Components of Acceleration:
a_x = 13Ni^ / 0.17kg = 76.47m/s²

a_y = 21Nj^ / 0.17kg = 123.53m/s²

Magnitude:
F_net = √(13Ni^)² * (21Nj^)² = 24.7N

angle θ = tan^-1 * (21N / 13N) = 58.24° above the + x-axis (fixed. see replies below)

Acceleration's Magnitude:
a = F_net / m = 24.7N / 0.17kg = 145.29m/s² or 145m/s² rounded

I feel like this should be the answer, or that I'm very close to the answer. Am I missing a step? Did I do something wrong? Am I way off?

 

[gneill]

Hi PhysicsHelp152, Welcome to Physics Forums.

Your work and results look fine except for the angle. Take another look at which component is which for the arctan function to find the angle w.r.t. the x-axis.

 

[PhysicsHelp152]

Is this the correct angle?
θ = tan-1 * (21N / 13N) = 58.24° (fixed. see replies below)

Also, the magnitude of the ball's acceleration is indeed 145m/s²?
I ask because apparently it isn't correct?

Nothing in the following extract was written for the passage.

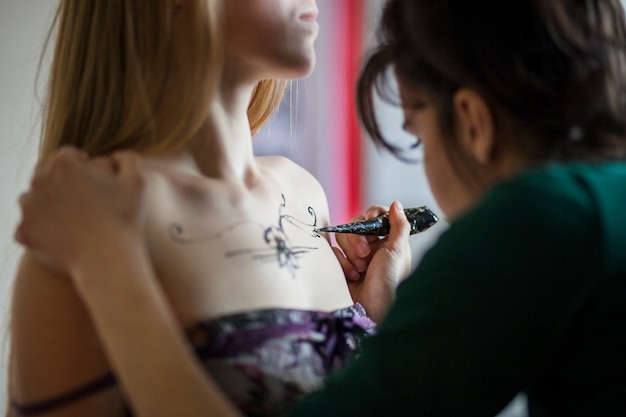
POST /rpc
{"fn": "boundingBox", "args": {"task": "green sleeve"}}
[288,175,602,416]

I answer my questions online and I get 5 tries to get it right. I only have one try left and I already tried 145m/s².

 

[gneill]

Is this the correct angle?
θ = tan-1 * (21Ni^ / 13Nj^) = 58.24°

Yes, that looks better. But don't include the axis unit vectors in the formula: you're taking a ratio of component values, not vector quantities. Besides, the x-component is generally designated by the $\hat{i}$ unit vector, and the y-component by the $\hat{j}$ unit vector, and you seem to have swapped the components of the force vector by using "21Ni^" and "13Nj^".

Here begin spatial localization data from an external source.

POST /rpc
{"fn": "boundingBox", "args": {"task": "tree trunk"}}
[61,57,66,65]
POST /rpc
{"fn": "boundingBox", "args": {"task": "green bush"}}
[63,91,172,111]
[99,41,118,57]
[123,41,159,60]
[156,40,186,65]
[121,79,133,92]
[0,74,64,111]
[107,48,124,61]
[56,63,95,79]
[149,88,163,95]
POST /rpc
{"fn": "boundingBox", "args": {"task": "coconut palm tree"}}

Also, the magnitude of the ball's acceleration is indeed 145m/s²?
I ask because apparently it isn't correct? I answer my questions online and I get 5 tries to get it right. I only have one try left and I already tried 145m/s².

Your calculation looks fine. You may be getting hit by significant figures. How many sig figs in the given information?

 

[PhysicsHelp152]

Your calculation looks fine. You may be getting hit by significant figures. How many sig figs in the given information?

There are 2 sig figs in the given information... I think. So my answer should be two sig figs?
But what would the answer be then?